Le biofilm présente diverses hétérogénéités :

- Une hétérogénéité géométrique : épaisseur, rugosité de la surface et porosité du biofilm, surface du substratum recouverte par le biofilm microbien.

- Une hétérogénéité chimique : diversité liée à la composition et les conditions chimiques (présence de nutriments, produits métaboliques, inhibiteurs…), variation de pH, diversité de réactions (aérobies/anaérobies...).

- Une hétérogénéité biologique : diversité des espèces microbiennes et de leurs distributions spatiales, différences d'activité (croissance cellulaire, production de substances polymériques extracellulaires, mort cellulaire...).

- Une hétérogénéité physique : densité du biofilm, perméabilité, viscoélasticité, viscosité, propriétés des substances polymériques extracellulaires, concentration en solutés, diffusivité des solutés, présence de solides abiotiques…

2.3.2.4. Développement et croissance

La formation du biofilm sur un support est un processus composé de plusieurs phases que l’on peut décrire comme suit [Cha07] :

- Une préparation initiale de la surface (pré-conditionnement) par la formation d’une double couche électronique (par adsorption des ions) riche en nutriments nécessaire par la suite à la fixation et au développement des bactéries. Cette phase est rapide, et se réalise en quelques minutes après l'exposition à l’effluent.

- Une seconde phase, cette fois-ci plus lente que la première, où les bactéries s’attachent (phénomène réversible) et adhèrent (attachement irréversible) à la surface constituant ainsi une première couche. Cette phase a lieu après une phase transitoire de transport des cellules bactériennes vers la surface, ce transport s’effectuant par la mobilité des bactéries ou/et par le flux du fluide.

- La troisième phase correspond à la prolifération des cellules ; c’est la phase de croissance du biofilm résultant de la formation des microcolonies qui constituent des réseaux de polymères qui maintiennent l'intégrité structurale du biofilm. L'adhésion de nouvelles bactéries et de particules du liquide à la matrice continue à avoir lieu jusqu’au recouvrement total de la surface par la colonisation des structures complexes de biofilm.

- Une quatrième phase est celle de maturation du biofilm. Cette phase est caractérisée par l’apparition du phénomène de détachement du biofilm de la structure biologique. Un biofilm mature signifie que le système biologique dynamique est en équilibre entre la production des nouvelles cellules et le détachement (Figure 8). Dans les filtres à sable d’ANC, les vitesses d’écoulements des effluents sont faibles et un tel phénomène n’est pas envisageable.

Partie I – Chapitre 2 : Les filtres à sable

Figure 8 : Schéma représentant la phase de maturation du biofilm [Cha07] 2.3.2.5. Facteurs influençant la formation et l’accumulation du biofilm

La formation du biofilm est gouvernée par de nombreux facteurs physico-chimiques et biologiques.
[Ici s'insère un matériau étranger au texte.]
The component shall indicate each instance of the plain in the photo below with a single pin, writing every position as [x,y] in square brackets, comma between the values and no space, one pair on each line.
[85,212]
Parmi les facteurs physico-chimiques on peut citer :

- les caractéristiques de la surface d’attache et sa rugosité,

- les caractéristiques microbiennes de l’effluent, la concentration de sa charge organique et du gradient hydraulique appliquée,

- la température, le pH, l’humidité, la pression hydraulique, l’oxygénation du milieu…

L’accumulation de biofilm, quant à elle, est influencée par l’interaction entre les différents facteurs cités ci-dessus.

Dans les différents systèmes d’ANC, le biofilm évolue selon les caractéristiques des matériaux, leur mise en œuvre, les conditions et les charges hydrauliques d’alimentation et de concentration de l’effluent. Actuellement, le rôle physique des matériaux et des propriétés des filtres sur la croissance et la régulation de la biomasse est très mal connu.